I’d be happy to have all my client campaigns hitting 100% open rate. High open rates aren’t bad by definition. What’s bad is aiming to improve business success by over focus on open rate.

Perhaps I should go further. Many of the ways of increasing open rates actually reduces business success.

As has been mentioned, open rate and open rate trends warrant a quick look for signs of deliverability concern and possible performance issue. That’s about it.

Dela Quist: As some of my fellow influencers have hinted at, this is a topic I have spoken and written about a lot over the years.

Is it time to shift our focus from email open rates?

The simple answer I would give would be yes, for the simple reason too many people confuse open rates with engagement - high open rates do not necessarily mean high engagement.

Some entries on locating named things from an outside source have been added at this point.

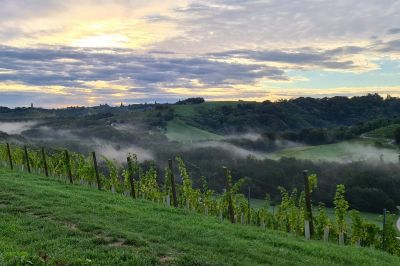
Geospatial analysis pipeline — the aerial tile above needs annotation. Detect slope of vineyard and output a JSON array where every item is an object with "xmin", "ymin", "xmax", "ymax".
[
  {"xmin": 0, "ymin": 169, "xmax": 400, "ymax": 265},
  {"xmin": 166, "ymin": 119, "xmax": 222, "ymax": 143}
]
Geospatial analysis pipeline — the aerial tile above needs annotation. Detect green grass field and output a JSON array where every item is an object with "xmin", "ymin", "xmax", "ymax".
[
  {"xmin": 166, "ymin": 119, "xmax": 222, "ymax": 143},
  {"xmin": 251, "ymin": 199, "xmax": 382, "ymax": 228},
  {"xmin": 0, "ymin": 169, "xmax": 400, "ymax": 265},
  {"xmin": 268, "ymin": 139, "xmax": 399, "ymax": 163}
]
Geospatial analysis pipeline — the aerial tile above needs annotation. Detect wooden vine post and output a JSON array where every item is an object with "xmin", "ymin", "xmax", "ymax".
[
  {"xmin": 168, "ymin": 159, "xmax": 178, "ymax": 208},
  {"xmin": 127, "ymin": 156, "xmax": 136, "ymax": 198},
  {"xmin": 222, "ymin": 166, "xmax": 235, "ymax": 223},
  {"xmin": 65, "ymin": 150, "xmax": 74, "ymax": 184},
  {"xmin": 92, "ymin": 152, "xmax": 101, "ymax": 190},
  {"xmin": 42, "ymin": 147, "xmax": 49, "ymax": 177},
  {"xmin": 24, "ymin": 146, "xmax": 31, "ymax": 173},
  {"xmin": 7, "ymin": 143, "xmax": 14, "ymax": 170},
  {"xmin": 303, "ymin": 170, "xmax": 314, "ymax": 237}
]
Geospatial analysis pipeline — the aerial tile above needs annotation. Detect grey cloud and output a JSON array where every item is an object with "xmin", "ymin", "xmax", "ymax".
[{"xmin": 0, "ymin": 46, "xmax": 287, "ymax": 90}]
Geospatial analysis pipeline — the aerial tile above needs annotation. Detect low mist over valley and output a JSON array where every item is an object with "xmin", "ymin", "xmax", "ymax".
[{"xmin": 0, "ymin": 95, "xmax": 400, "ymax": 211}]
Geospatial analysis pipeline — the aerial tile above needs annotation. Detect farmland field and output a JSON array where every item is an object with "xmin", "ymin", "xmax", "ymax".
[
  {"xmin": 268, "ymin": 139, "xmax": 398, "ymax": 163},
  {"xmin": 0, "ymin": 167, "xmax": 400, "ymax": 265},
  {"xmin": 166, "ymin": 119, "xmax": 222, "ymax": 143}
]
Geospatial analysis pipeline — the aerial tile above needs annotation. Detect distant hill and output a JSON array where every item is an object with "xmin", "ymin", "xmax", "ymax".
[{"xmin": 0, "ymin": 169, "xmax": 400, "ymax": 266}]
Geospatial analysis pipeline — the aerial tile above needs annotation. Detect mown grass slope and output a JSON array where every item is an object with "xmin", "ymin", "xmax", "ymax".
[
  {"xmin": 268, "ymin": 139, "xmax": 398, "ymax": 163},
  {"xmin": 166, "ymin": 119, "xmax": 222, "ymax": 143},
  {"xmin": 0, "ymin": 169, "xmax": 400, "ymax": 265},
  {"xmin": 366, "ymin": 124, "xmax": 400, "ymax": 139}
]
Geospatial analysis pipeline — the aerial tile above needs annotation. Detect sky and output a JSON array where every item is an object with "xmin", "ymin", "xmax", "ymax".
[{"xmin": 0, "ymin": 0, "xmax": 400, "ymax": 108}]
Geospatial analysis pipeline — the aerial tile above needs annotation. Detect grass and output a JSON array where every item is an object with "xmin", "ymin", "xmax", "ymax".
[
  {"xmin": 0, "ymin": 169, "xmax": 400, "ymax": 265},
  {"xmin": 166, "ymin": 119, "xmax": 222, "ymax": 143},
  {"xmin": 268, "ymin": 139, "xmax": 398, "ymax": 163},
  {"xmin": 366, "ymin": 124, "xmax": 400, "ymax": 139}
]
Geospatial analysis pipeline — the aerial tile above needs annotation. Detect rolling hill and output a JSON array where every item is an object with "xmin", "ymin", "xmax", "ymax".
[{"xmin": 0, "ymin": 169, "xmax": 400, "ymax": 265}]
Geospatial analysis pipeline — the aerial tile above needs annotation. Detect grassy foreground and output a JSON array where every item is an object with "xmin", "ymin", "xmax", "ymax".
[{"xmin": 0, "ymin": 169, "xmax": 400, "ymax": 265}]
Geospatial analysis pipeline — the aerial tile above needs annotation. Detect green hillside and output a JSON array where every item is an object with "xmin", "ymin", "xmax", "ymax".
[
  {"xmin": 366, "ymin": 124, "xmax": 400, "ymax": 139},
  {"xmin": 166, "ymin": 119, "xmax": 222, "ymax": 143},
  {"xmin": 0, "ymin": 170, "xmax": 400, "ymax": 265}
]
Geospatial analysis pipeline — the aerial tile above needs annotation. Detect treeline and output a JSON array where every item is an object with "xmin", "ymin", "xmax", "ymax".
[
  {"xmin": 170, "ymin": 148, "xmax": 400, "ymax": 213},
  {"xmin": 186, "ymin": 94, "xmax": 400, "ymax": 133},
  {"xmin": 0, "ymin": 143, "xmax": 400, "ymax": 255}
]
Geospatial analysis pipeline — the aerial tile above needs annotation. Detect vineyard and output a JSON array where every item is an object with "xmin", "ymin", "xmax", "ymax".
[{"xmin": 0, "ymin": 143, "xmax": 400, "ymax": 255}]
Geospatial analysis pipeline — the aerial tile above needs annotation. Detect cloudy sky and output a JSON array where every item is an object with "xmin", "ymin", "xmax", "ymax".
[{"xmin": 0, "ymin": 0, "xmax": 400, "ymax": 107}]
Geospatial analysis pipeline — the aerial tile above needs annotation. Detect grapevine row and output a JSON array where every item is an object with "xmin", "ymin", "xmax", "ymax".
[{"xmin": 0, "ymin": 143, "xmax": 400, "ymax": 255}]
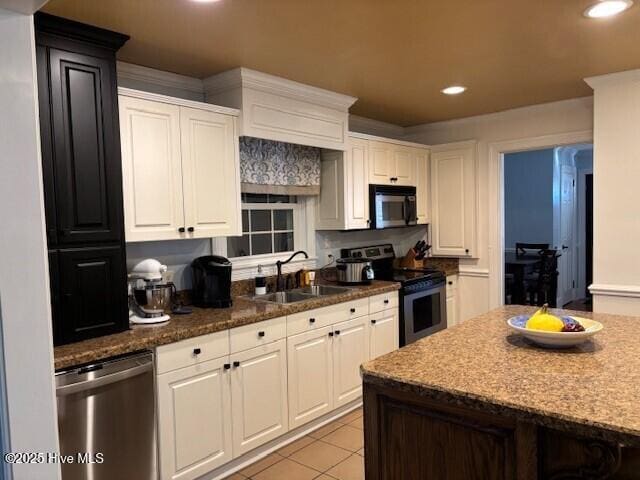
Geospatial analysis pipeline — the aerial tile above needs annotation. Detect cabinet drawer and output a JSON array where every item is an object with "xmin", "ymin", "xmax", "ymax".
[
  {"xmin": 156, "ymin": 330, "xmax": 229, "ymax": 374},
  {"xmin": 369, "ymin": 292, "xmax": 398, "ymax": 313},
  {"xmin": 229, "ymin": 317, "xmax": 287, "ymax": 353},
  {"xmin": 287, "ymin": 298, "xmax": 369, "ymax": 335}
]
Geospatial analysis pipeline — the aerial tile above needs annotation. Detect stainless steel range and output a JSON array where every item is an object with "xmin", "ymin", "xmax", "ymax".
[{"xmin": 341, "ymin": 244, "xmax": 447, "ymax": 346}]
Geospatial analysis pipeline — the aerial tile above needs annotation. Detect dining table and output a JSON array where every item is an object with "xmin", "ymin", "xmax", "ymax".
[{"xmin": 504, "ymin": 252, "xmax": 542, "ymax": 305}]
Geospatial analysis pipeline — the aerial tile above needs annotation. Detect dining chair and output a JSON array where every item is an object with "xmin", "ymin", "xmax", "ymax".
[{"xmin": 516, "ymin": 242, "xmax": 549, "ymax": 257}]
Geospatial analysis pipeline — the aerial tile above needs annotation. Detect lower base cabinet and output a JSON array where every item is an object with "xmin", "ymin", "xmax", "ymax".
[
  {"xmin": 332, "ymin": 316, "xmax": 369, "ymax": 408},
  {"xmin": 369, "ymin": 308, "xmax": 400, "ymax": 359},
  {"xmin": 157, "ymin": 357, "xmax": 232, "ymax": 480},
  {"xmin": 231, "ymin": 339, "xmax": 289, "ymax": 457},
  {"xmin": 287, "ymin": 326, "xmax": 334, "ymax": 428}
]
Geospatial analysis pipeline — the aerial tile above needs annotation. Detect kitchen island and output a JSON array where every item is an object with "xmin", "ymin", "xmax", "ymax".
[{"xmin": 362, "ymin": 306, "xmax": 640, "ymax": 480}]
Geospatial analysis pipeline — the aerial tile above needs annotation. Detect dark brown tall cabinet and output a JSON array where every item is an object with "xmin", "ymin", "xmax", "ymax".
[{"xmin": 35, "ymin": 13, "xmax": 129, "ymax": 345}]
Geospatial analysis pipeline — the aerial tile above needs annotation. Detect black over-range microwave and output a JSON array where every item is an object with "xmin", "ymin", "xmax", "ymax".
[{"xmin": 369, "ymin": 185, "xmax": 418, "ymax": 230}]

Even worse there is a tendency to forget that open rates are a campaign metric which means they tell you nothing about your subscribers.  

I addressed these 2 issues in great detail in a white paper for the Journal of Digital & Social entitled

Beyond open rate: Why it is time for e-mail marketers to think reach, frequency, impact” which you can download here for free and in an essay “Deliverability, Engagement, and the Theory of Email Marketing” I wrote for the Only Influencers blog. 

That does not mean you can/should not use Open rates at all.

However if you do want to use them, you should not set a flat benchmark for all your campaigns, if you do you are likely to end up with fewer total opens and that is a bad thing.

This is because the two things that drive total opens - segment size and send frequency have a depressing effect on open rates.

Unless you take those factors into account the desire to improve open rates will lead you to the conclusion that to drive engagement you have to send email less frequently to smaller segments, so I have come up with 2 new open rate benchmarks that take into account send frequency and segment size utilizing data within Touchstone. It shows open rates for a send frequency of one a week to be 33% higher than for daily emails. The data also shows open rates for segment sizes of less than 1% of the total list achieve open rates 60% higher than emails sent to the entire list. However in both cases the lower open rate will generate significantly more opens. So, if you do want to utilize open rates to benchmark your campaigns you have to take this into account, a point I make in the advice I gave here in this article on LinkedIn which you can also find here. I would definitely read this the next time your stakeholders ask you to send more email, or you pat yourself on the back for your high abandoned cart open rates. 

Jenna Tiffany: A huge thank you to everyone who provided their thoughts and experience on this week’s topic. The overall consensus is that open rates can have a place but can be dangerous when using OR to measure subscriber engagement. There are more valuable metrics in measuring email performance such as customer lifetime value and conversion rates.